May Daze

My daughter moved to Canberra in January. Not long after, we made arrangements to visit her for her birthday at the end of May. Since then, delays in the sale of our house have meant that settlement, and our subsequent move to a new house, have ended up coinciding with our return from Canberra. It was likely to be a hectic few days.

My anxiety levels were already at ‘eleven’ before landing in Canberra. I spent the entire flight worrying about all the things I had to do when we got back. My daughter, E, and her boyfriend met us at the airport. They then proceeded to argue all the way to our hotel. Canberra is a small city, but its road system is designed to cause the maximum frustration and confusion. Often, traveling from point A to point B is no simple matter. E and her boyfriend argued about the best way to get to our hotel, then about their comparative driving skills. By the time we got to our hotel I needed some tranquilizers and a soft pillow.

We were only in Canberra for five days, but it seemed a lot longer. Every morning I woke at 3.00am and lay huddled in the freezing dark worrying about things I had forgotten to do at home, or imagining all the things that could go wrong on ‘moving day’. I imagined the removalist’s van bursting into flames. I imagined them not turning up at all, and our possessions left by the side of the road. By the time I got up I felt sick. I spent the rest of the day stumbling around like a zombie.

Concerned about my debilitating anxiety, my daughter gave me a hypnosis cd that promised to provide peace and tranquility. I listened to it in the evening after we’d returned to our hotel room. A monotone voice soon lulled me to sleep. Unfortunately, I still woke up at 3.00am the next morning. I didn’t feel at all tranquil or peaceful. I was cold, tired and pissed off. I tried listening to it a few more times and either fell asleep or developed a headache.

Meanwhile, our time in the national capital passed pleasantly enough. We visited galleries, museums, restaurants, shops and monuments. We also went to Cockington Green, a village of miniature buildings.
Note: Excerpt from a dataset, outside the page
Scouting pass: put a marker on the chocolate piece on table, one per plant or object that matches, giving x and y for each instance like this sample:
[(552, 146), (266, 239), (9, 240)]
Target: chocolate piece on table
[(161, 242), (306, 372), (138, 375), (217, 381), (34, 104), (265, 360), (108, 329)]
I wasn’t as awful as you might imagine, although I did find myself fighting the urge to impersonate Godzilla and stomp on the little people and buildings.

Unfortunately, I don’t think I relaxed the entire time I was in Canberra. It wasn’t the fault of the city or my daughter or even the hypnosis cd. I just couldn’t stop worrying about the upcoming move. From the moment we arrived back in Adelaide I was busy packing and making lists of things to do.

On the day of the move itself I awoke at 5.00am. By the time the removalists arrived at 8.00 I had all of our possessions ready to load into the van. I’d done everything but actually drag the stuff down the driveway. The removalists were two beefy guys who made moving enormous pieces of furniture looking simple. I tended to heighten this impression by attempting to move things on my own and appearing weak and pathetic. Within an hour or so they had everything we owned stacked neatly into the back of their truck.

Of course, the van didn’t burst into flames, and everything was delivered to our new address and unloaded without incident. That night I slept more soundly that I had for several weeks.

I have to remind myself that worrying doesn’t achieve much besides encourage stomach ulcers, tension headaches and wrinkles. And the things I worry about never actually happen… do they?